If a custom tinyUrl is requested then the flow will only be slightly different. We'll check the database for the tinyUrl and if it exists we'll return an error. If not, then we'll complete the flow as usual.

Read flow:

When users request a tinyUrl they'll hit our API Gateway and then be redirected to our read service based on the path. We'll then check our cache. We'll use a cache-aside/lazy loading approach where our service will first check the cache and then check MySQL on cache misses. This will speed up our requests.

Before we return the redirection url we'll send a POST request to our batching service to record the view. The batching service will maintain an in-memory map of { tinyUrl: views }. On a predetermined interval it will write all the in-memory records to DynamoDB. This will help reduce the write load on Dynamo.

It's possible there will be conflicts in DynamoDB, so we'll resolve them by adding the views to reach a correct, but eventually consistent, view count.

Detailed component design

We'll want to use a cache to speed up read latency. In this case Memcached is a great solution because it's basic and performant for key-value lookups like ours. We'll use a cache-aside read strategy for the lookups where our app first checks Memcached and then checks MySQL on cache misses. Missed values will then be loaded into the cache.

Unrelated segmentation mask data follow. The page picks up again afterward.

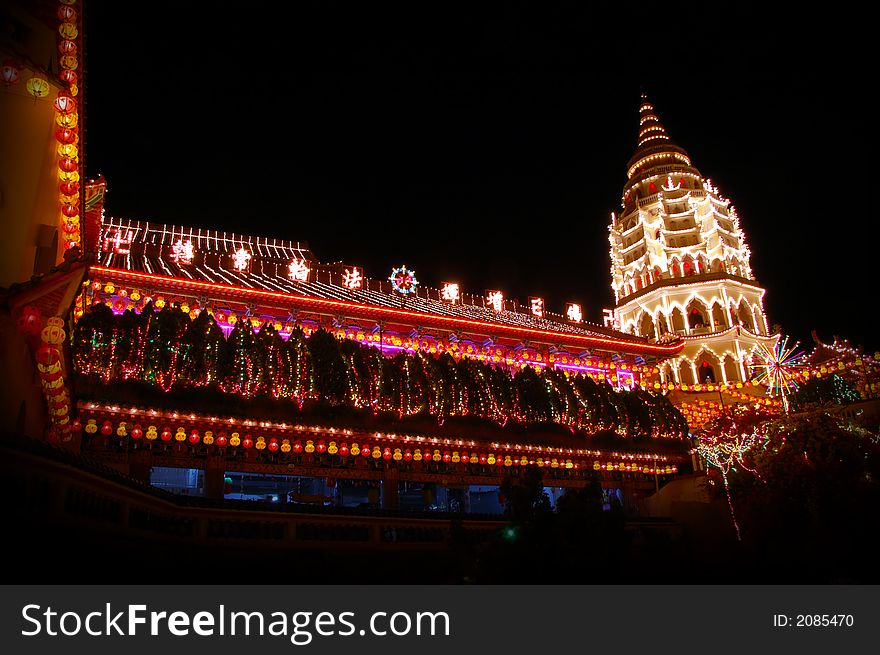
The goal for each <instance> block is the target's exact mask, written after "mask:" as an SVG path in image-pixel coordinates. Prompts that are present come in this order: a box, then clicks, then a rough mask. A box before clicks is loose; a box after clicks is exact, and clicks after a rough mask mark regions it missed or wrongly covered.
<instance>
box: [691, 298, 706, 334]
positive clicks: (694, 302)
mask: <svg viewBox="0 0 880 655" xmlns="http://www.w3.org/2000/svg"><path fill="white" fill-rule="evenodd" d="M708 325H709V319H708V318H706V308H705V307H703V304H702V303H700V302H698V301H697V300H692V301H691V302H690V304H689V305H688V327H689V328H690V329H692V330H693V329H694V328H702V327H707V326H708Z"/></svg>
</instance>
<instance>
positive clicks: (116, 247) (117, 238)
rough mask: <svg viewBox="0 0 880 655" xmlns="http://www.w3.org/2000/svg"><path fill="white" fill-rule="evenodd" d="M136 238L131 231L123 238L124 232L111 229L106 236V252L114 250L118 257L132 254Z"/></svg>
mask: <svg viewBox="0 0 880 655" xmlns="http://www.w3.org/2000/svg"><path fill="white" fill-rule="evenodd" d="M133 238H134V235H133V234H132V231H131V230H128V231H127V232H126V233H125V236H123V233H122V230H121V229H118V228H115V227H111V228H110V229H108V230H107V232H106V234H105V235H104V252H110V250H113V252H114V253H116V254H117V255H127V254H129V253H130V252H131V250H130V247H131V240H132V239H133Z"/></svg>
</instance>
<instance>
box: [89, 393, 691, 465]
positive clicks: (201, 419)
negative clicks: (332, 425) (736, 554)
mask: <svg viewBox="0 0 880 655" xmlns="http://www.w3.org/2000/svg"><path fill="white" fill-rule="evenodd" d="M117 413H119V414H121V413H124V412H122V411H116V412H114V411H113V410H112V409H111V410H109V411H108V410H107V409H104V410H103V411H102V410H96V409H89V408H84V407H81V408H80V417H78V418H77V419H75V420H74V422H73V429H74V430H75V431H77V432H80V431H81V432H84V433H85V434H87V435H91V436H94V435H98V434H100V435H102V436H104V437H112V436H113V435H116V437H119V438H129V439H131V440H132V441H133V442H137V443H141V444H153V443H157V444H162V443H171V442H174V443H178V444H189V445H190V446H198V445H199V444H203V445H205V446H215V447H217V448H230V449H233V450H235V449H242V450H244V451H252V450H253V451H267V452H269V453H278V452H280V453H283V454H290V453H292V454H293V455H303V454H305V455H314V454H317V455H324V454H326V455H328V456H337V458H336V460H335V462H334V463H336V464H344V463H346V462H347V463H356V461H357V459H356V458H358V457H360V458H361V459H363V460H367V461H369V460H383V461H386V462H389V461H393V462H405V463H411V462H415V463H416V464H418V463H419V462H424V463H429V462H434V463H440V462H442V463H444V464H462V465H466V464H474V465H480V466H496V467H517V466H537V467H546V468H551V469H562V470H574V471H578V470H583V471H588V470H594V471H609V472H610V471H619V472H632V473H645V474H652V475H653V474H655V473H656V474H659V475H672V474H675V473H678V470H679V468H678V465H677V464H675V463H674V460H675V459H681V458H674V457H669V456H666V455H654V454H645V453H638V454H621V453H617V452H612V453H604V452H601V451H598V450H596V451H582V450H578V451H572V449H563V448H542V447H532V446H525V447H523V446H515V447H512V448H508V449H494V448H492V449H487V448H486V447H485V446H479V445H476V446H474V445H472V446H470V447H469V448H467V447H466V448H467V449H465V448H459V449H457V448H455V447H452V448H450V447H449V446H444V445H442V444H440V443H436V444H431V445H428V446H422V445H417V444H418V443H421V442H423V441H426V440H428V439H426V438H425V437H409V436H408V437H406V438H405V442H404V443H403V444H401V443H400V438H399V437H397V436H396V435H380V434H378V433H377V434H374V435H372V437H370V438H369V440H367V439H363V438H362V439H357V437H352V438H339V437H337V436H334V434H333V433H332V432H330V431H329V430H327V431H326V432H330V436H326V435H325V436H324V437H321V436H320V433H317V434H315V435H314V436H313V438H308V436H297V437H293V438H291V437H288V436H284V434H285V433H289V432H290V431H292V428H290V427H288V428H287V429H277V428H276V429H275V430H273V432H277V433H280V434H271V433H270V434H256V435H254V434H252V433H253V432H254V430H253V426H248V425H246V424H245V425H242V426H236V425H235V424H234V423H232V422H231V420H230V421H229V422H227V423H222V422H216V423H215V422H212V421H211V420H209V419H204V418H199V419H196V420H192V419H191V420H190V421H186V422H185V424H181V423H180V422H178V423H177V424H176V425H175V424H174V423H172V424H170V425H169V423H167V422H165V423H163V422H154V421H155V417H154V416H151V415H146V414H147V412H141V414H142V416H140V417H137V416H132V413H133V412H129V413H128V414H129V418H130V420H127V421H120V420H118V418H107V417H108V416H109V417H112V416H113V414H117ZM138 420H140V421H142V422H132V421H138ZM303 431H306V432H308V431H309V428H303V427H302V426H297V428H296V432H297V434H298V435H301V433H302V432H303ZM262 432H266V430H262ZM349 432H350V431H349ZM433 441H437V440H436V439H435V440H433ZM447 441H448V440H447ZM471 443H473V442H471ZM574 453H578V454H579V455H580V457H581V458H577V457H578V455H574ZM566 454H568V455H574V458H573V457H571V456H569V457H565V456H564V455H566ZM585 454H586V455H592V457H593V458H594V459H592V460H590V459H582V457H583V456H584V455H585Z"/></svg>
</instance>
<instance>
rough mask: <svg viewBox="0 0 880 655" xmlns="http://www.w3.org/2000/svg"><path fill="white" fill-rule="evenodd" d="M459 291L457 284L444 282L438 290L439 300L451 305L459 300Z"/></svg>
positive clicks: (455, 282) (459, 296)
mask: <svg viewBox="0 0 880 655" xmlns="http://www.w3.org/2000/svg"><path fill="white" fill-rule="evenodd" d="M459 297H460V296H459V291H458V283H457V282H444V283H443V286H442V287H441V288H440V298H442V299H443V300H445V301H446V302H451V303H452V304H453V305H454V304H455V303H457V302H458V300H459Z"/></svg>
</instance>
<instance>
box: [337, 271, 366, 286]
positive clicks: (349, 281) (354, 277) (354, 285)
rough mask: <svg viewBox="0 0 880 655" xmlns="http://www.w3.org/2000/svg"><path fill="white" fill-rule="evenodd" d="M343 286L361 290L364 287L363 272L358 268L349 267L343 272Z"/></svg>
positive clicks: (342, 283)
mask: <svg viewBox="0 0 880 655" xmlns="http://www.w3.org/2000/svg"><path fill="white" fill-rule="evenodd" d="M342 286H344V287H345V288H346V289H352V290H354V289H361V288H363V286H364V276H363V271H362V270H361V268H360V267H358V266H349V267H347V268H344V269H343V270H342Z"/></svg>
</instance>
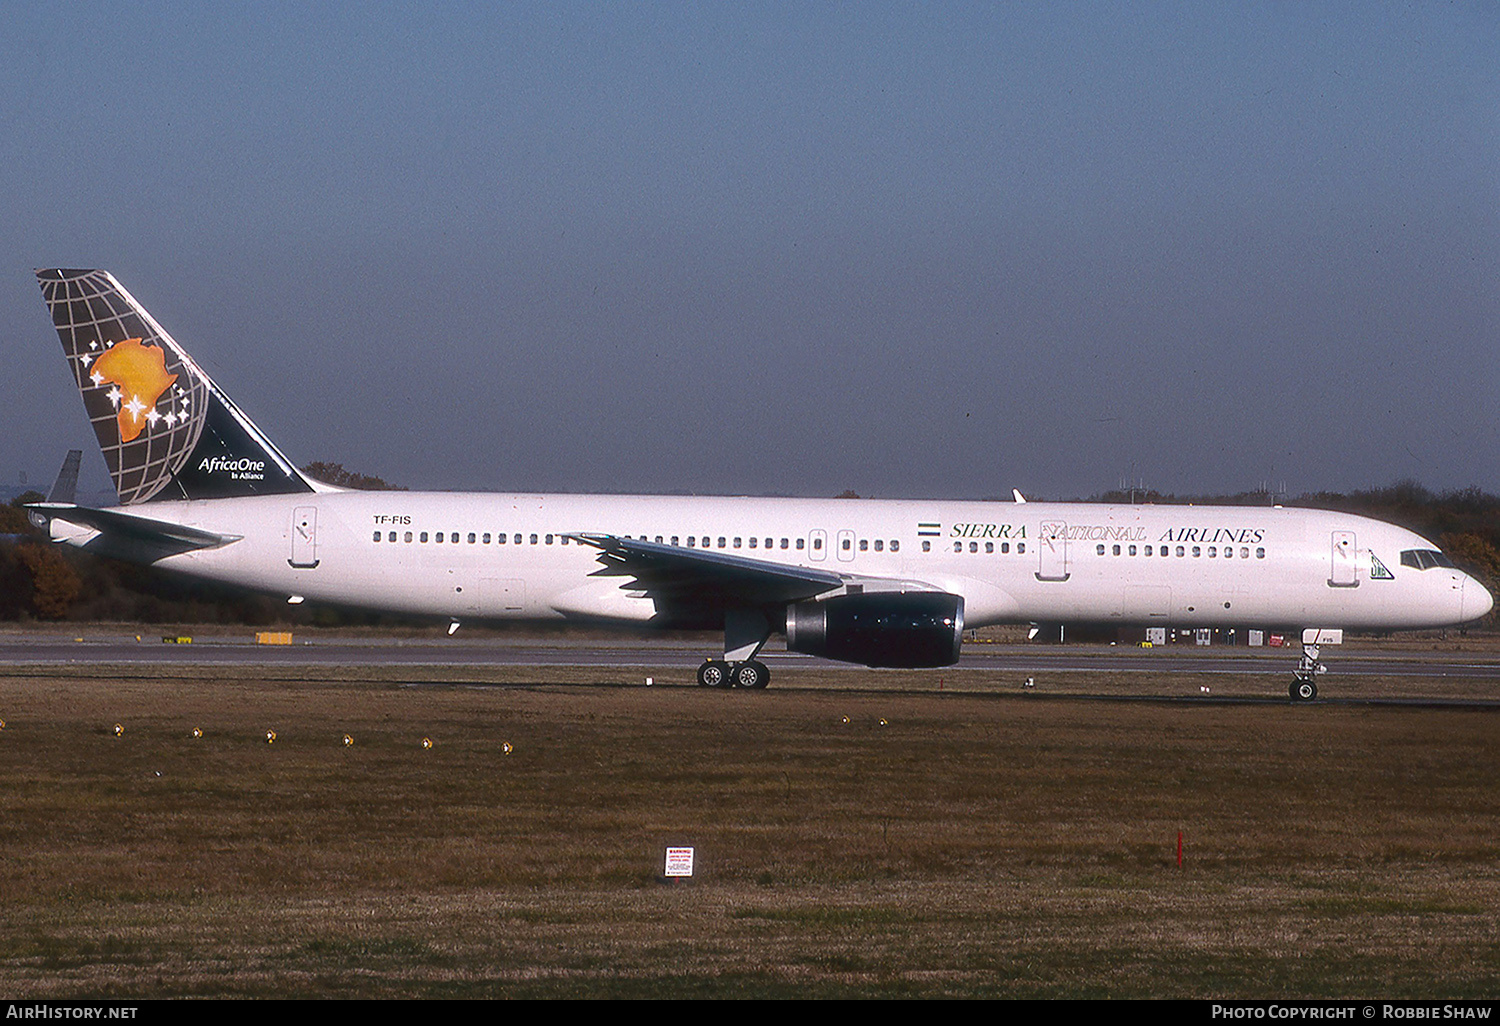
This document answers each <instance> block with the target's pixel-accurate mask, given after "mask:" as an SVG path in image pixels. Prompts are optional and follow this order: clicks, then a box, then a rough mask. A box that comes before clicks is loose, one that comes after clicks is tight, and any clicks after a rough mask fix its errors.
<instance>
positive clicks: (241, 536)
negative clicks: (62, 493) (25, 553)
mask: <svg viewBox="0 0 1500 1026" xmlns="http://www.w3.org/2000/svg"><path fill="white" fill-rule="evenodd" d="M27 508H28V510H31V522H33V523H36V525H37V526H48V525H51V534H52V537H54V538H66V537H71V535H74V537H77V535H83V534H87V532H89V531H95V532H98V535H96V537H93V538H89V540H86V541H83V547H84V549H89V550H90V552H98V553H101V555H108V556H114V558H118V559H135V561H144V562H154V561H156V559H163V558H166V556H169V555H178V553H181V552H192V550H195V549H217V547H222V546H225V544H229V543H231V541H239V540H240V537H242V535H239V534H214V532H213V531H202V529H199V528H192V526H186V525H183V523H171V522H168V520H151V519H147V517H144V516H132V514H129V513H121V511H118V510H96V508H93V507H89V505H75V504H74V502H30V504H27ZM58 520H60V522H62V523H58Z"/></svg>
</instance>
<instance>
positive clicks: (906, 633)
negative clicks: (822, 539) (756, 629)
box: [786, 591, 963, 667]
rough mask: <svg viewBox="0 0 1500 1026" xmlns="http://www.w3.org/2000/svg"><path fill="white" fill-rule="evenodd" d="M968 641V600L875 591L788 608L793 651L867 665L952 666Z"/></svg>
mask: <svg viewBox="0 0 1500 1026" xmlns="http://www.w3.org/2000/svg"><path fill="white" fill-rule="evenodd" d="M962 640H963V598H962V597H960V595H950V594H947V592H942V591H906V592H900V591H885V592H880V591H876V592H870V594H858V595H835V597H832V598H823V600H820V601H817V600H814V601H798V603H793V604H790V606H787V607H786V646H787V648H789V649H792V651H793V652H804V654H807V655H822V657H825V658H837V660H840V661H844V663H864V664H865V666H900V667H918V666H953V664H954V663H957V661H959V645H960V643H962Z"/></svg>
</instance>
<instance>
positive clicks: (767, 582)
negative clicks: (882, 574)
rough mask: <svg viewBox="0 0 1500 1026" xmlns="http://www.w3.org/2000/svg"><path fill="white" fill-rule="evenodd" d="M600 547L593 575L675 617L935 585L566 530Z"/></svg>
mask: <svg viewBox="0 0 1500 1026" xmlns="http://www.w3.org/2000/svg"><path fill="white" fill-rule="evenodd" d="M568 537H571V538H574V540H576V541H579V543H582V544H591V546H594V547H595V549H598V561H600V564H601V568H598V570H595V571H594V573H592V574H591V576H595V577H628V579H630V580H628V582H621V585H619V586H621V588H622V589H625V591H637V592H645V595H646V597H649V598H651V600H652V601H654V603H655V609H657V615H658V616H660V618H661V619H666V621H672V622H673V624H682V625H688V624H694V622H711V621H714V619H715V618H717V616H721V615H723V612H724V610H726V609H769V607H777V606H786V604H789V603H793V601H802V600H805V598H814V597H817V595H826V594H828V592H837V591H847V592H858V591H941V588H935V586H933V585H929V583H924V582H916V580H886V579H883V577H864V576H859V574H852V573H837V571H832V570H823V568H819V567H798V565H787V564H783V562H771V561H768V559H753V558H747V556H741V555H729V553H726V552H711V550H708V549H685V547H682V546H675V544H661V543H660V541H645V540H639V538H625V537H616V535H604V534H570V535H568Z"/></svg>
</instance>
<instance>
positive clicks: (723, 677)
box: [697, 658, 729, 687]
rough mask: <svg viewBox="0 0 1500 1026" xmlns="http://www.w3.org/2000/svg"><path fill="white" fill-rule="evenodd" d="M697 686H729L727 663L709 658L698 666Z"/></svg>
mask: <svg viewBox="0 0 1500 1026" xmlns="http://www.w3.org/2000/svg"><path fill="white" fill-rule="evenodd" d="M697 685H699V687H729V663H723V661H720V660H717V658H711V660H708V661H706V663H703V664H702V666H699V667H697Z"/></svg>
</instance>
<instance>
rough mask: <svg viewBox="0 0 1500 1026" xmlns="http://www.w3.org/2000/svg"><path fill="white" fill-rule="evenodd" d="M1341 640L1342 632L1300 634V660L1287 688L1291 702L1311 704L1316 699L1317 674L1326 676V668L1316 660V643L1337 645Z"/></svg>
mask: <svg viewBox="0 0 1500 1026" xmlns="http://www.w3.org/2000/svg"><path fill="white" fill-rule="evenodd" d="M1334 634H1337V637H1334ZM1343 640H1344V631H1326V630H1325V631H1319V630H1305V631H1302V658H1301V660H1299V661H1298V667H1296V670H1293V673H1292V687H1289V688H1287V691H1289V693H1290V694H1292V700H1293V702H1311V700H1313V699H1316V697H1317V678H1319V673H1328V666H1323V663H1320V661H1319V660H1317V655H1319V642H1325V643H1329V645H1338V643H1341V642H1343Z"/></svg>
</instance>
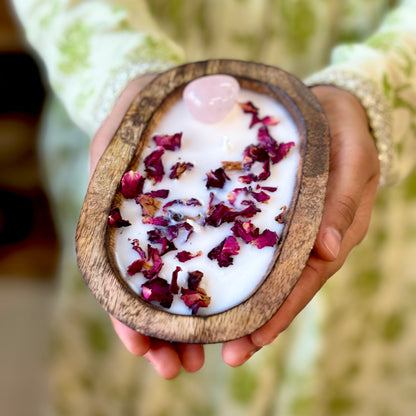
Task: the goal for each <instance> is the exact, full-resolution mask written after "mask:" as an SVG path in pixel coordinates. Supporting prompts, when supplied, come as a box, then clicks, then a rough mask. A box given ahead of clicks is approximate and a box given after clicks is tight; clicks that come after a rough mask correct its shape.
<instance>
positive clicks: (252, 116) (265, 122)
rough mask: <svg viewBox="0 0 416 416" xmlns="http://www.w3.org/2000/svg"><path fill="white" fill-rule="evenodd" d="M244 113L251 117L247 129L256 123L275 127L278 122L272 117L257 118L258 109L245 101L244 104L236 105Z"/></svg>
mask: <svg viewBox="0 0 416 416" xmlns="http://www.w3.org/2000/svg"><path fill="white" fill-rule="evenodd" d="M238 104H239V105H240V107H241V108H242V110H243V111H244V113H248V114H251V115H252V118H251V123H250V126H249V128H252V127H253V126H254V125H256V124H257V123H262V124H263V125H264V126H275V125H277V124H278V121H277V120H276V119H275V118H274V117H272V116H266V117H264V118H260V117H259V109H258V108H257V107H256V106H255V105H254V104H253V103H252V102H251V101H247V102H246V103H238Z"/></svg>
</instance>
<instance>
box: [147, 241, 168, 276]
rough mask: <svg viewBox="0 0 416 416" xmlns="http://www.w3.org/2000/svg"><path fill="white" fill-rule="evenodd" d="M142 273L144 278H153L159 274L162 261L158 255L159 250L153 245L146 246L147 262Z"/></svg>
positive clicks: (162, 264)
mask: <svg viewBox="0 0 416 416" xmlns="http://www.w3.org/2000/svg"><path fill="white" fill-rule="evenodd" d="M146 266H147V267H145V270H143V275H144V277H145V278H146V279H155V278H156V277H158V276H159V273H160V270H161V269H162V267H163V262H162V259H161V257H160V253H159V250H158V249H157V248H155V247H152V246H150V245H149V246H148V247H147V263H146Z"/></svg>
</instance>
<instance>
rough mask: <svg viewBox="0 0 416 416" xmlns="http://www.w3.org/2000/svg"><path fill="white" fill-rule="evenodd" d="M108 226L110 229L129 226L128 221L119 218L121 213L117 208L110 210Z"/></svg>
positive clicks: (126, 220) (129, 224) (129, 221)
mask: <svg viewBox="0 0 416 416" xmlns="http://www.w3.org/2000/svg"><path fill="white" fill-rule="evenodd" d="M108 224H109V226H110V227H114V228H120V227H128V226H129V225H131V223H130V221H128V220H124V219H123V218H121V213H120V209H119V208H117V207H116V208H111V210H110V213H109V215H108Z"/></svg>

We'll use a combo of LRU and TTL for our eviction strategy, but we'll use empirical data to tune this. Users can optionally specify a TTL or we'll use a default of 1y so all records in Memcached will have a TTL. But, in case we fill our cache before any records expire we'll fallback to LRU. This will keep hot records in the cache and let cold ones fall out.

Our cleanup cron job will run every 30m or so to remove tiny urls from MySQL and Dynamo.

Trade offs/Tech choices

Using a single leader with synchronous replication write strategy allows us the strong consistency we desire but will cost us on the write latency. I opted for this because consistency is critical for protecting user data but a bit of increased latency on writes is acceptable for most users.

Our cache is another noteworthy choice. It will cost us more but should significantly speed up our read latency which is critical for users perception of our service.

Failure scenarios/bottlenecks

It's possible that our cache will fail and then leave us without cached records as we fill up the new cache. For this reason it makes sense to run multiple instances of the cache and to replicate data between them.

When our batching service fails we'll lose the views that are in memory. We can attempt to build in a graceful shut down to the application logic to dump this info to blob storage if our needs prohibit us from losing that data. We can also increase how often the batching service writes to Dynamo to reduce this risk.

If our MySQL leader goes down then we'll have the read replicas elect a new leader automatically. If we need to scale up we can look into partitioning our MySQL database. That way we could still have a single leader for each partition of the data. We could partition on ranges of userIds or ranges of tinyUrls depending on how we generate tinyUrls. We'd want to make sure we choose a partition key with high cardinality to avoid hot spots.

Our API Gateway could fail so we'll want to have a primary-secondary failover setup there where we have a passive secondary ready to go when the primary heartbeat fails.

If our read or write services go down then we'll take them out of the pool of services we route to from our API Gateway. These services are stateless so we can seamlessly redirect traffic. If a request to one of those services 500s then we can retry it once on a healthy node.

If our batching service goes down then we'll lose the records in memory. We could use application logic to attempt graceful shutdowns where we dump the views in memory to blob storage that we read on startup. We could also write to dynamo more often to reduce the risk of data loss at the cost of batching less records that could have been batched.

If our cleanup job fails to run then subsequent runs should be able to handle the backlog. We can also run extra cron jobs at periods of low traffic in the case of any rare excessive backlogs

Future improvements

I'd possibly use multiple cache servers with replication to reduce the impact of cache servers going down. I'd also consider increasing cache memory.